Post-Mortem: Access-Audit Service MongoDB Connection Incident (September 16, 2025)
Summary
On September 16, 2025, the access-audit service experienced widespread connection failures to MongoDB Atlas, causing major latency in the login flow and service disruptions. The MongoDB was taking too long to respond, resulting in timeouts for requests sent there. MongoDB was making some infrastructure changes that affected us and other clients. The issue was resolved through implementation of a workaround to handle MongoDB timeouts more gracefully.
Resolution
The issue was resolved by:
Deploying a change to the access-audit service to Gracefully handle the timeouts.
Incident Timeline
Time (MDT) | Date | Status |
4:34 PM | Sep 16 | Engineering was alerted through our automated alerts that we were seeing unexpected latency. Posts were also made to the engineering channel to alert other engineers. |
4:47 PM | Sep 16 | Support raises alarm that they are seeing customer impact in the Product Support channel. |
4:53 PM | Sep 16 | Engineering assembles in a war room and communicates to the org they are investigating. |
5:01 PM | Sep 16 | The situation is deemed an incident and the status page is updated to indicate investigation is underway. |
5:18 PM | Sep 16 | Engineering team actively investigating, root cause not yet identified |
5:34 PM | Sep 16 | Login access restored with ~1 minute delay, users can navigate normally once logged in |
6:08 PM | Sep 16 | Fix implemented and deployed, users should be able to log in without delay |
6:14 PM | Sep 16 | Incident resolved, login flow restored to normal operation |
Root Causes
Observed Evidence:
Contributing Factors:
Service did not gracefully handle MongoDB connection timeouts, causing complete service failures instead of degraded operation.

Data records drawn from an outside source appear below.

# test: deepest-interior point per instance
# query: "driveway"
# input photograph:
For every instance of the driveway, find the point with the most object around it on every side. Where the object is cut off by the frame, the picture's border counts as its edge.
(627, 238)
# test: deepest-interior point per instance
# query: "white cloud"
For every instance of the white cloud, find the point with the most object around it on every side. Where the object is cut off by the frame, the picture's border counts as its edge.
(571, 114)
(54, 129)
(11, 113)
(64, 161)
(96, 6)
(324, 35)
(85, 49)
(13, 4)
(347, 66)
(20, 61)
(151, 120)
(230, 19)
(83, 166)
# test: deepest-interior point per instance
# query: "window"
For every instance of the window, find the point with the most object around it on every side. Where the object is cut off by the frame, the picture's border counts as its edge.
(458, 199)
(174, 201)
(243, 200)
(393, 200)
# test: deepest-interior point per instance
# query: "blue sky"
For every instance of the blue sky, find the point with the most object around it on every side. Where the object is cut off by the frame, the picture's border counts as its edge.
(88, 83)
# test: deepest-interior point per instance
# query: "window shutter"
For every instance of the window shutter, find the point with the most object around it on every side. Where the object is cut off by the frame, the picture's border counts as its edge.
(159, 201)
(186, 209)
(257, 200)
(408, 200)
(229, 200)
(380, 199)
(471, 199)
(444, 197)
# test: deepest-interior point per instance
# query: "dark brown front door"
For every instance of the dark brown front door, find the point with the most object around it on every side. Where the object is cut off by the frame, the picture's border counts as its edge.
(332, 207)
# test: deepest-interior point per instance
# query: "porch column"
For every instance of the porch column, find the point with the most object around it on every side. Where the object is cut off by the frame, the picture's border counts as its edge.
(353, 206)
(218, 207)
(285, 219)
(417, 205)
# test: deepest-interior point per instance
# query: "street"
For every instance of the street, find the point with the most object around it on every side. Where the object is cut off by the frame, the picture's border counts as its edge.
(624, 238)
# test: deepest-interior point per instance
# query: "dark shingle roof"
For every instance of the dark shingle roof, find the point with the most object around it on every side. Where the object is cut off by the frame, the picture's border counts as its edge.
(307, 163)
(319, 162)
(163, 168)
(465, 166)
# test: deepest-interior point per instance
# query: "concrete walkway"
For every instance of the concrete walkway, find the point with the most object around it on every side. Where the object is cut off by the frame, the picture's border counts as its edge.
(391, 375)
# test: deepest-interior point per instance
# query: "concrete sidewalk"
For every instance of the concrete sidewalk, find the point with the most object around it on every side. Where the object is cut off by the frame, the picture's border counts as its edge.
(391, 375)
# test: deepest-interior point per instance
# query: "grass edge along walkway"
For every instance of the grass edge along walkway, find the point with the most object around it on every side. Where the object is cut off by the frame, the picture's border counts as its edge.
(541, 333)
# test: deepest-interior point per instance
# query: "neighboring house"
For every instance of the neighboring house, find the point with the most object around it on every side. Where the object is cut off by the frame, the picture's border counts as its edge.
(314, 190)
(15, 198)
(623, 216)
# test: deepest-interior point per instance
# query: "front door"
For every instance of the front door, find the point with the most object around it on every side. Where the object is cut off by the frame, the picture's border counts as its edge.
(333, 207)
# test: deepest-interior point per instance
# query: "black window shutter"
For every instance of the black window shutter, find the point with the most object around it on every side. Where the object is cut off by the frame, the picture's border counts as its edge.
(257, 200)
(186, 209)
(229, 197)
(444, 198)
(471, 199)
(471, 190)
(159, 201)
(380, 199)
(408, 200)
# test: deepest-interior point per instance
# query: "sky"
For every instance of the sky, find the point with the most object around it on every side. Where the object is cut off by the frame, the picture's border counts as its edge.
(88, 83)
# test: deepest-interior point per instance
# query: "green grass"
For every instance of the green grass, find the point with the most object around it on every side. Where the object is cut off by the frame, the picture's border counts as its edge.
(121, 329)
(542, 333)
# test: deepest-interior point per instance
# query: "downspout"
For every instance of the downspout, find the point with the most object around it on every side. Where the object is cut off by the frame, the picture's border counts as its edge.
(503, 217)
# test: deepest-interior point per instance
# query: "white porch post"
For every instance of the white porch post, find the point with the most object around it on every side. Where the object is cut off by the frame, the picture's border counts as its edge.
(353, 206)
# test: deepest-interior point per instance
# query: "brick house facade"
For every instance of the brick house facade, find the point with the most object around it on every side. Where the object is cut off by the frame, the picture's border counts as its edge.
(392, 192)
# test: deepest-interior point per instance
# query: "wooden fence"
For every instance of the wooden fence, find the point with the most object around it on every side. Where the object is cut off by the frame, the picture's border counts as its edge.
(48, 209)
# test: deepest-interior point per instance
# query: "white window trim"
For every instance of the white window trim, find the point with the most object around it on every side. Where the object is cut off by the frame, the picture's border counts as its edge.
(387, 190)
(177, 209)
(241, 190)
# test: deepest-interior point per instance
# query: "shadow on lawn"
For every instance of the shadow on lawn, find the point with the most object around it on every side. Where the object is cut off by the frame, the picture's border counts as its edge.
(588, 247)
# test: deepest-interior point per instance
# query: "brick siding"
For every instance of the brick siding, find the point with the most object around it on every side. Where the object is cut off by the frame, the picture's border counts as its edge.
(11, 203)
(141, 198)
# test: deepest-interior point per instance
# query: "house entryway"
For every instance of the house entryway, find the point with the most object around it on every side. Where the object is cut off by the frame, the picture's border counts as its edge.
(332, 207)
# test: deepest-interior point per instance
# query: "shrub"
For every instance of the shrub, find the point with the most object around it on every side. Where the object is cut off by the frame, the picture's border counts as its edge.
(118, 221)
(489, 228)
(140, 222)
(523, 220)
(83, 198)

Authentication endpoints were dependent on the response from audit calls, though successful completion or error did not impede user login. A fix was implemented to cease awaiting that response, thereby allowing the continued processing of login, logout, and other requests (e.g., SendEmail) irrespective of the audit's response.
Additional Notes
To prevent similar issues in the future, we will be implementing the following:
Implementing better timeout handling and retry logic for MongoDB connections
Adding in better logging to indicate connection issues.
Code adjustments to Mongo follow our existing database connection processes.